Entretien avec … Lucie Malbos

Lors des Imaginales 2021, la Garde de Nuit a eu la chance de rencontrer des acteurs et actrices de la fantasy et de l’imaginaire en France. Nous avons ainsi pu leur poser quelques questions concernant leur perception de l’œuvre de George R.R. Martin et son impact sur le monde de l’écriture. Dans les semaines qui viennent, nous vous proposerons donc une retranscription de leurs propos passionnants et leurs perspectives uniques sur les écrits du Trône de Fer et sur la série qui en est dérivée.

Pour poursuivre cette série d’articles, voici notre rencontre avec Lucie Malbos, spécialiste des sociétés scandinaves, maîtresse de conférences en histoire médiévale à l’université de Poitiers, et autrice du tout récent « Harald à la Dent Bleue.
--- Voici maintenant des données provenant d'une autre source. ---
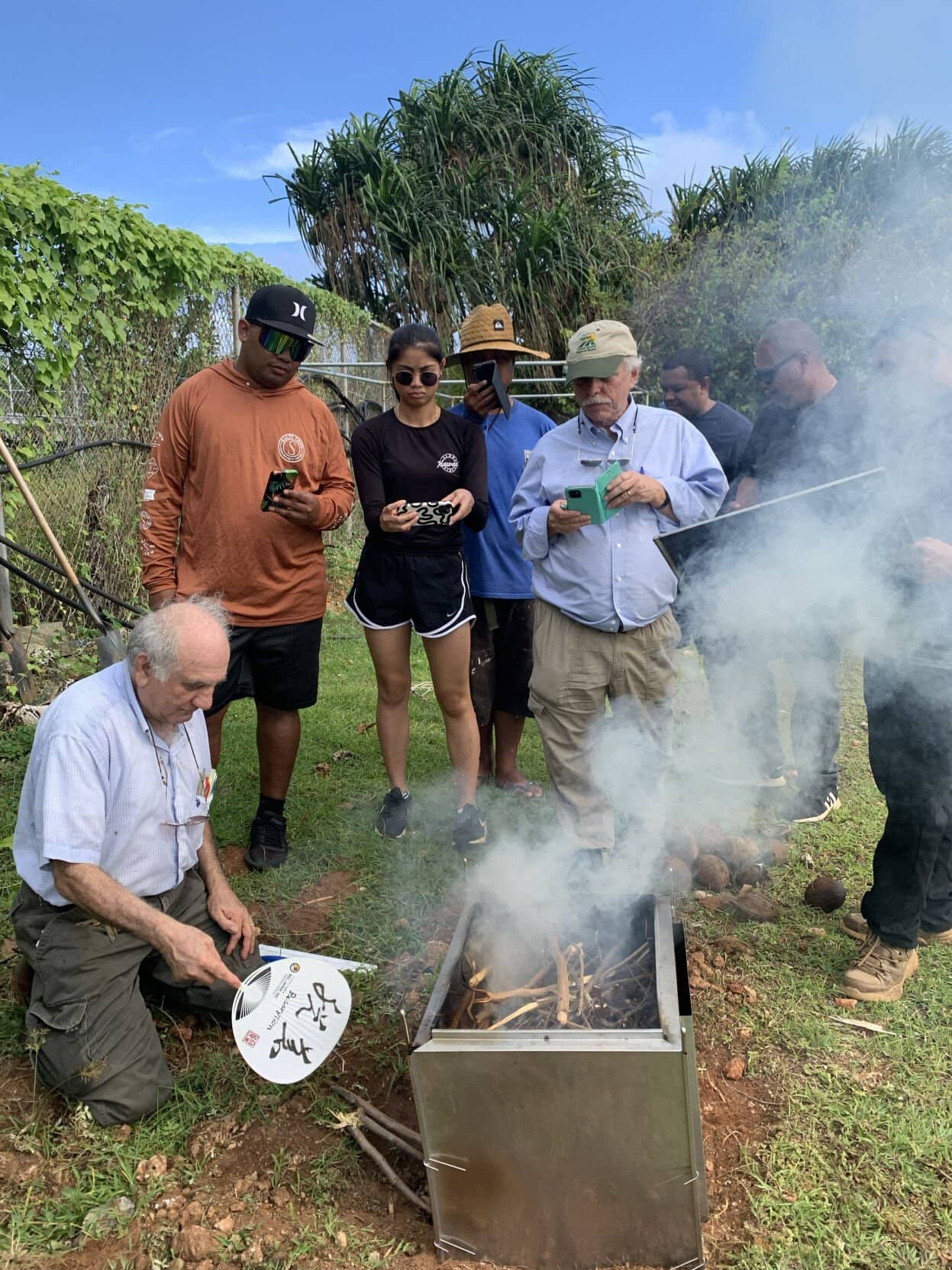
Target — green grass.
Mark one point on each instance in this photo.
(856, 1175)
Viking, roi, chrétien » (février 2022, éditions Passés/Composés). Elle intervient régulièrement pour parler de l’imaginaire viking dans les cultures de l’imaginaire (jeux-vidéos, littérature, séries, etc. – voir par exemple sa récente intervention à la BnF autour du jeu « Assassin’s Creed Valhalla », en compagnie de Romain Vincent et Laurent Di Filippo).
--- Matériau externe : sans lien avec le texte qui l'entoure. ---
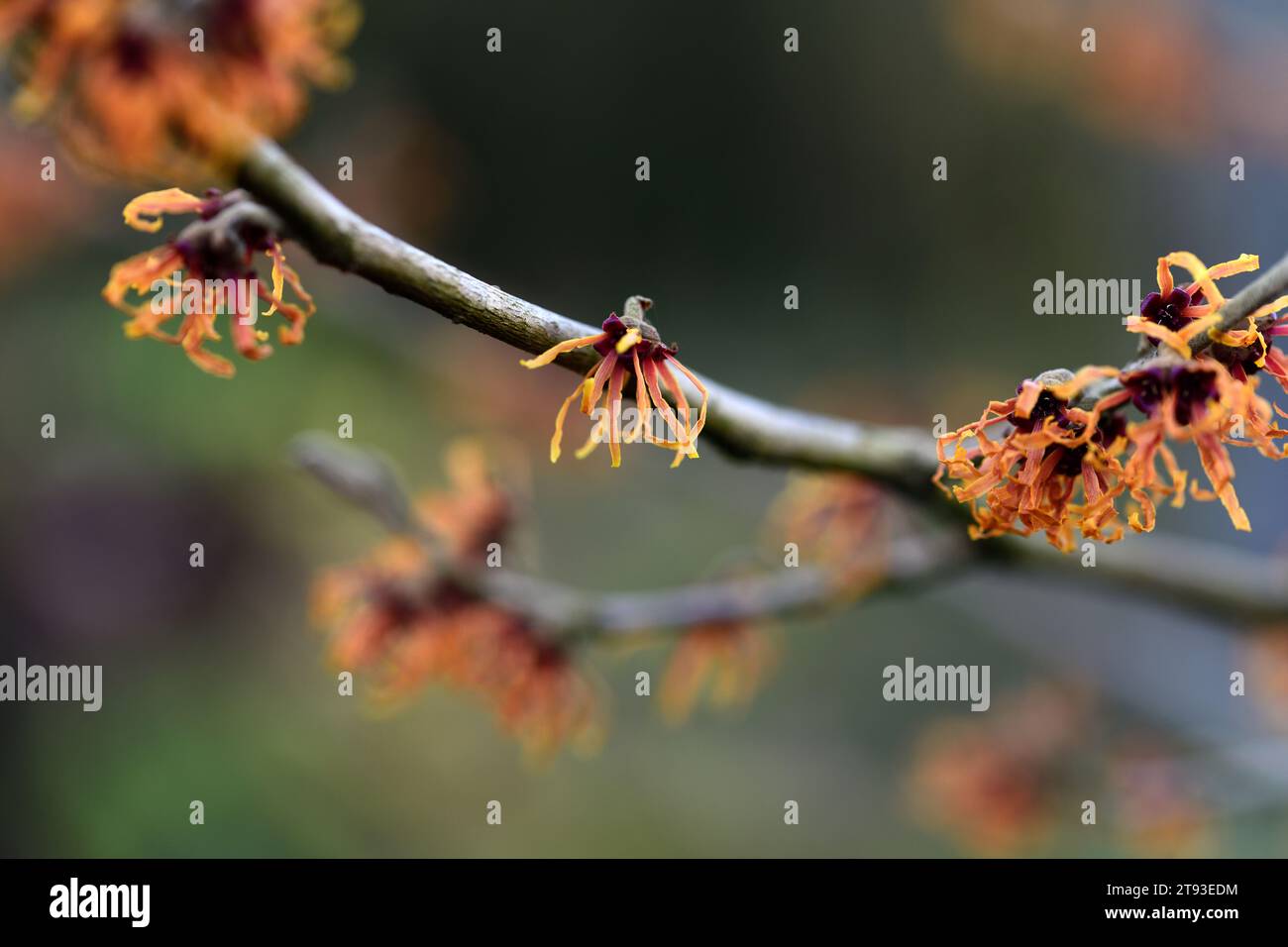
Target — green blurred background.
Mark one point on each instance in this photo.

Garde de Nuit : première question, notre question habituelle, quel est ton rapport à l’œuvre de George R.R. Martin et à la série TV ? Comment et quand as-tu découvert cet univers ?

Justine Breton (gauche) et Lucie Malbos (droite) – Imaginales 2021

Lucie Malbos : Je suis rentrée dans Game of Thrones par les jeux de plateaux – alors que pourtant je n’aime pas beaucoup ça. Mais des amis m’avaient proposé, et c’était parti. Au début, c’était l’horreur, il y avait des clans partout, je ne connaissais pas l’histoire. On me collait toujours les Stark en me disant « Non mais de toute façon comme tu aimes les vikings, tu as qu’à prendre ceux du Nord, ceux qui sont dans la neige » (rires). L’entrée dans l’univers a donc été laborieuse. Mais pleine de bonne volonté, j’ai vu les livres, et je me suis dit qu’il fallait commencer par là. J’ai donc acheté les premiers en français. Mais j’ai assez rapidement délaissé la lecture… Mon frère, qui ne lit pas habituellement, me les as piqués, et il a vraiment adoré l’histoire ; mais ça n’a pas été une motivation suffisante pour moi pour reprendre.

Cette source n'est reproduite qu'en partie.